FittingMechanics wrote: ↑08 Jan 2024, 08:54
MCLvamos wrote: ↑07 Jan 2024, 03:06
"Starting off where we finished last year" is the bare minimum imo. This is the year that I think will define if McLaren truly has the potential to kick on and challenge for WCs in the near future. Although Zak is always on the side of managing expectations tbf.
Minimum expectation of being second fastest team that is almost able to challenge Verstappen for a win has a high chance of leaving you disappointed and frustrated.
I'd be happy if the team is close to the front from the start. Depending on how other teams do it depends, but I'd think a good offseason would be if the gap to the Red Bull (or other top team) is reduced in race pace.
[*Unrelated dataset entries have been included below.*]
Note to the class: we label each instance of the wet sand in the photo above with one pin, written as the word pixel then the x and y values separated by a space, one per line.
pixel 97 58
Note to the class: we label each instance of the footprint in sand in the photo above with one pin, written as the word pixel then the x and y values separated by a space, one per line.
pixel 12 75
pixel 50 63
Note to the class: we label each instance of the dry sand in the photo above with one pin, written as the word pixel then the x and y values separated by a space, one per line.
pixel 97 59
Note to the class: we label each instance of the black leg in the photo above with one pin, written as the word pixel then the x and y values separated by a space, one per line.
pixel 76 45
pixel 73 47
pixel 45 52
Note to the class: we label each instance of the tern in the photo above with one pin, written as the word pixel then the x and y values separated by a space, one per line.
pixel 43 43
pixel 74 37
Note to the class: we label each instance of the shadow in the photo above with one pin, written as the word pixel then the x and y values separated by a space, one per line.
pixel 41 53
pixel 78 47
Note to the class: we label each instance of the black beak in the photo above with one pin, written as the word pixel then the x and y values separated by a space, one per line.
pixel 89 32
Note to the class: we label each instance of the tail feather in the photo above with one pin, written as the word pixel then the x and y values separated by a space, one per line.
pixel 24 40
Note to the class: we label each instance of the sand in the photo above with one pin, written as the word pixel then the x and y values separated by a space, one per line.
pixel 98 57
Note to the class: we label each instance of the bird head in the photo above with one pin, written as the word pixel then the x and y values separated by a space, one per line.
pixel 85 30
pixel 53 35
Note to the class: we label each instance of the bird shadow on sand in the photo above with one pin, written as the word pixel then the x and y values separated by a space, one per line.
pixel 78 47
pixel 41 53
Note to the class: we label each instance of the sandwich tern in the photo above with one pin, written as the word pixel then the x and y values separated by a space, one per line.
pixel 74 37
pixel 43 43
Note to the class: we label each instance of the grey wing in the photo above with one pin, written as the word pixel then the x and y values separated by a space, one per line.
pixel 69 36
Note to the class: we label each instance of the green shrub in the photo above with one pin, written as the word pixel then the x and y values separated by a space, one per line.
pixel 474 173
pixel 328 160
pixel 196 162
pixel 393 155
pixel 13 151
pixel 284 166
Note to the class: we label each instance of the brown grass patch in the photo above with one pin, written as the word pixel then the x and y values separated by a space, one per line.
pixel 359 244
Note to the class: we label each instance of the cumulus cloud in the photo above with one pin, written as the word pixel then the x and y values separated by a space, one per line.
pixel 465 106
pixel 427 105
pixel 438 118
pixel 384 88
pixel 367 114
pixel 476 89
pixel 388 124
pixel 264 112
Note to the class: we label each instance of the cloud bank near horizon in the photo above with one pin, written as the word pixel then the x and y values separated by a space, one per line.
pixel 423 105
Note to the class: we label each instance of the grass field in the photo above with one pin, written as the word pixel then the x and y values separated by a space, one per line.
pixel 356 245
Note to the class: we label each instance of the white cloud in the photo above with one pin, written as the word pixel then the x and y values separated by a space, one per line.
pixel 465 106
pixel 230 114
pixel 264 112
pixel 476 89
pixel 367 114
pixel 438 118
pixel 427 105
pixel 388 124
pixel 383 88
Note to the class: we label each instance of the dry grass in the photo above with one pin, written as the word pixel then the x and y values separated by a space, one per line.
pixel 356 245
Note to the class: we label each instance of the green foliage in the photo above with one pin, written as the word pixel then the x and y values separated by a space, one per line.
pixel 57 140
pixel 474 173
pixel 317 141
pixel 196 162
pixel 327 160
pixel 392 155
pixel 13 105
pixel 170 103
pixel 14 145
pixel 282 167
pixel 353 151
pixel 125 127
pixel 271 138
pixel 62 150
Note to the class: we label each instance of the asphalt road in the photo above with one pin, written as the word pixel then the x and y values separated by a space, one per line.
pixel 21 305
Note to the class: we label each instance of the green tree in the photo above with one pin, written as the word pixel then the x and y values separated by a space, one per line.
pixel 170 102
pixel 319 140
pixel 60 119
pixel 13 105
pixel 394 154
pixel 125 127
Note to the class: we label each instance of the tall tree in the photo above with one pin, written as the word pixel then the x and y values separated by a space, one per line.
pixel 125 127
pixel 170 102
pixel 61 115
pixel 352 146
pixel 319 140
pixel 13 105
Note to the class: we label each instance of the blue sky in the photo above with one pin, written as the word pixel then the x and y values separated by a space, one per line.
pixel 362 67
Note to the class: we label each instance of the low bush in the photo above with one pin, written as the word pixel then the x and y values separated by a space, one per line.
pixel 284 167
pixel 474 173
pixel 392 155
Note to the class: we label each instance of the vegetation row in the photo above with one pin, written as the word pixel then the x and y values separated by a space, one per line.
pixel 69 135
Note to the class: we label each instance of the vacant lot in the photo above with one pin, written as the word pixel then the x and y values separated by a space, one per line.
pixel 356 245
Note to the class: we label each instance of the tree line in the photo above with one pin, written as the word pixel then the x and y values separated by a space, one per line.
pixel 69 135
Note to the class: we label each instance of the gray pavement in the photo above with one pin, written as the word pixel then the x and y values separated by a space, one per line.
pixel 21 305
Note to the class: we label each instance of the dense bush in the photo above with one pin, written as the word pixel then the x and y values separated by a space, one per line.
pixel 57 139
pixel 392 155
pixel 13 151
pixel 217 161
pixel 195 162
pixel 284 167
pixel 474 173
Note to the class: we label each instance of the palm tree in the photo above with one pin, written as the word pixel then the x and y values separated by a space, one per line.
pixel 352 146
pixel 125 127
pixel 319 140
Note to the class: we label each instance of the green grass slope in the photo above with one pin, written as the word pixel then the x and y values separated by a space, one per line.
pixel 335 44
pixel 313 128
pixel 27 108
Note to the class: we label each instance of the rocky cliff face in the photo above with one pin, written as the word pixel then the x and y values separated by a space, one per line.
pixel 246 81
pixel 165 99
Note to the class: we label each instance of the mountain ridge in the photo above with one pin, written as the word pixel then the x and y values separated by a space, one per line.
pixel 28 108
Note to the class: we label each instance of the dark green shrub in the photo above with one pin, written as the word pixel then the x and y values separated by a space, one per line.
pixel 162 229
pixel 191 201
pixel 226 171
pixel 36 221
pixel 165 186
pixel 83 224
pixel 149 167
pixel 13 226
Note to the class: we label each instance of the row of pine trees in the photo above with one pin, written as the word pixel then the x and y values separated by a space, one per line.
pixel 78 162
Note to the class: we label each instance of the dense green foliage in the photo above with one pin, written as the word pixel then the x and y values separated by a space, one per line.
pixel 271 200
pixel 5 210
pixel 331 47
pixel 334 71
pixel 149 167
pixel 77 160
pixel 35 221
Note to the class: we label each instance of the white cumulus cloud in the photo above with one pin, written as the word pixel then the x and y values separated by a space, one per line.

If that happens we will be a steady podium finished that challenges for wins on merit.
I concur FM.
The Austria/Silverstone upgrades which were so visually obvious produced hugely improved aero efficiency while the Singapore upgrade appears to have sorted some of the slower corner entry speed issues. After that the team worked on optimising the package and as such would have learned a lot. After Silverstone the expectations were on competing for podiums though the confidence in Hungary wasn't so high, at which point it became clear the package was more than a high speed only rescue job and heading more towards an all-rounder. Spa exposed the lack of low drag rear wing, Singapore was expected to expose the slow corner turn in properties which was pleasant surprise number two.
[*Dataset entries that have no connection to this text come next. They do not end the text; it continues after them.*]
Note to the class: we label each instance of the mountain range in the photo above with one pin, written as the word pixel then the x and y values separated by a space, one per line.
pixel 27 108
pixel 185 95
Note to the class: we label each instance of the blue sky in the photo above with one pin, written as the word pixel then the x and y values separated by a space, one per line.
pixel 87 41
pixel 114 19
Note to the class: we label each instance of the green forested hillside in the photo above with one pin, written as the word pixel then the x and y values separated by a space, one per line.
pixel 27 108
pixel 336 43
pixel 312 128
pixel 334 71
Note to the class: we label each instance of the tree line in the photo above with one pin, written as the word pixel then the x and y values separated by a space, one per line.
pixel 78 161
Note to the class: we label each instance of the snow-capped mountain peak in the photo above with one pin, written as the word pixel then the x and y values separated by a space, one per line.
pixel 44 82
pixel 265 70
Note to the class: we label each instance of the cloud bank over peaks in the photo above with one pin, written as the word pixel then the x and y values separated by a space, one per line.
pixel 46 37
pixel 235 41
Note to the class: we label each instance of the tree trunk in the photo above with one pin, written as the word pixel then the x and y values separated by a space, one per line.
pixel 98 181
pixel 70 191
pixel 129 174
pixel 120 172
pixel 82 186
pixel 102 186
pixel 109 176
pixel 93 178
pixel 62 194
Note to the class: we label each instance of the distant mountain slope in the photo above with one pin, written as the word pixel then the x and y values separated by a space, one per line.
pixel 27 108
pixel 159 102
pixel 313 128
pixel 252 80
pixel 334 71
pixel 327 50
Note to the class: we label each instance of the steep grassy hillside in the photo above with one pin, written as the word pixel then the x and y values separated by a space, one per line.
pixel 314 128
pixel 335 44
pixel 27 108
The team seem to know a lot about what properties the 60 has and quite a lot about optimisation and will have collected a tremendous amount of data pertaining to this. That's why I'm hopeful to the point of confident they will have the edge at least early on, over Mercedes who are starting from scratch.
Ferrari likewise, are talking a whole new car, but I can't believe McLaren will be throwing the drawings out the window, such was the learning curve. So I have hopes of competing with
Ferrari for number two with a significantly decreased gap to RB on race pace.